Updates to build rowwise scaled mm kernel on SM10.0a (#148274)

## Summary Update cmake files and RowwiseScaledMM.cu to build on SM10.0a arch. **NOTE**: performance optimization will be done in separate follow up PRs ## Steps to verify build 1. Access devgpu/machine with B200 GPUs, verify B200s are visible w/ `nvidia-smi` 2. Install CUDA tookit 12.8 - e.g. see [Nvidia docs](https://developer.nvidia.com/cuda-downloads?target_os=Linux&target_arch=x86_64&Distribution=Rocky&target_version=9&target_type=rpm_local) 3. Verify CUDA toolkit installation - e.g. `nvcc --version` should have `... Cuda compilation tools, release 12.8 ... ` in output 4. Set env var `TORCH_CUDA_ARCH_LIST=10.0a` 4. Build pytorch from source with this PR ([steps](https://github.com/pytorch/pytorch#from-source)) 5. Uninstall `pytorch-triton` with `pip uninstall pytorch-triton` 6. Build and install triton from source: https://github.com/triton-lang/triton?tab=readme-ov-file#install-from-source 7. Run tests shown in test plan below **NOTE**: performance optimization will be done in a separate PR. The goal of this PR is just to ensure it builds correctly. ## Test plan - `python test/distributed/tensor/test_matrix_ops.py -k scaled_mm`: OK - `python test/test_matmul_cuda.py -k rowwise`: OK - `python test/test_flop_counter.py -k scaled_mm`: OK - `python test/inductor/test_aot_inductor.py -k fp8`: OK - `python test/inductor/test_fp8.py`: OK Pull Request resolved: https://github.com/pytorch/pytorch/pull/148274 Approved by: https://github.com/drisspg
2025-12-06 12:20:52 +01:00 · 2025-03-04 05:23:38 +00:00 · 2025-03-04 05:23:38 +00:00 · ac99fc7e57
commit ac99fc7e57
parent 7ab6749ec7
4 changed files with 26 additions and 5 deletions
--- a/aten/src/ATen/native/cuda/RowwiseScaledMM.cu
+++ b/aten/src/ATen/native/cuda/RowwiseScaledMM.cu
@ -693,7 +693,8 @@ void dispatch_fp8_rowwise_kernel_on_sm(
  cudaDeviceProp* properties = at::cuda::getCurrentDeviceProperties();
  const bool sm89 = properties != nullptr && properties->major == 8 && properties->minor == 9;
  const bool sm9x = properties != nullptr && properties->major == 9;
-  if (!(sm89 || sm9x)) {
+  const bool sm10x = properties != nullptr && properties->major == 10;
+  if (!(sm89 || sm9x || sm10x)) {
    TORCH_CHECK(
        false, "Rowwise scaling is not currently supported on your device");
  }
--- a/cmake/Codegen.cmake
+++ b/cmake/Codegen.cmake
@ -92,6 +92,9 @@ if(INTERN_BUILD_ATEN_OPS)

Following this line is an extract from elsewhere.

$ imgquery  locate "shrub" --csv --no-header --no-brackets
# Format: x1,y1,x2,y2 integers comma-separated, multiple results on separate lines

      if(EXISTING_ARCH_FLAGS MATCHES ".*compute_90.*")
        list(APPEND ROWWISE_SCALED_MM_FILE_COMPILE_FLAGS "-gencode;arch=compute_90a,code=sm_90a")
      endif()
+      if(EXISTING_ARCH_FLAGS MATCHES ".*compute_100a.*")

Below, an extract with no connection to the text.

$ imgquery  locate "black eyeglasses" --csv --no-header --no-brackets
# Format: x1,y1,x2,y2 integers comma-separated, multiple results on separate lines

+        list(APPEND ROWWISE_SCALED_MM_FILE_COMPILE_FLAGS "-gencode;arch=compute_100a,code=sm_100a")
+      endif()
    endif()
    list(JOIN ROWWISE_SCALED_MM_FILE_COMPILE_FLAGS " " ROWWISE_SCALED_MM_FILE_COMPILE_FLAGS)

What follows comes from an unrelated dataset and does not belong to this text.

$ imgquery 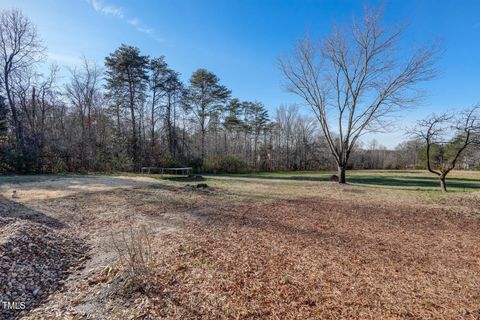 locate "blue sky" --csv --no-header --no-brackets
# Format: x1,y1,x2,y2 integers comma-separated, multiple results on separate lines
0,0,480,147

    set_source_files_properties(${ROWWISE_SCALED_MM_FILE} PROPERTIES COMPILE_FLAGS "${ROWWISE_SCALED_MM_FILE_COMPILE_FLAGS}")
--- a/test/inductor/test_fp8.py
+++ b/test/inductor/test_fp8.py
@ -416,7 +416,7 @@ class TestFP8Lowering(TestCase):
    @unittest.skipIf(TEST_WITH_ROCM, "FP8 is not supported on ROCM")
    @unittest.skipIf(not PLATFORM_SUPPORTS_FP8, f8_msg)
    @parametrize("dtype", (torch.bfloat16, torch.float32))
-    @parametrize("shape", ("16,16,32", "1024,1024,512"))
+    @parametrize("shape", ("16,16,32", "16,32,32", "1024,1024,512"))
    @parametrize("has_bias", (False, True))
    @parametrize("use_fast_accum", (False, True))
    @parametrize(
@ -493,7 +493,7 @@ class TestFP8Lowering(TestCase):

    @unittest.skipIf(TEST_WITH_ROCM, "FP8 is not supported on ROCM")
    @unittest.skipIf(not PLATFORM_SUPPORTS_FP8, f8_msg)
-    @parametrize("shape", ("16,16,32", "1024,1024,512"))
+    @parametrize("shape", ("16,16,32", "16,32,32", "1024,1024,512"))
    @parametrize("has_bias", (False, True))
    @parametrize("use_fast_accum", (False, True))
    @parametrize(
@ -560,7 +560,7 @@ class TestFP8Lowering(TestCase):
    @unittest.skipIf(TEST_WITH_ROCM, "FP8 is not supported on ROCM")
    @unittest.skipIf(not PLATFORM_SUPPORTS_FP8, f8_msg)
    @parametrize("M", (1, 3, 33, 257, 1024))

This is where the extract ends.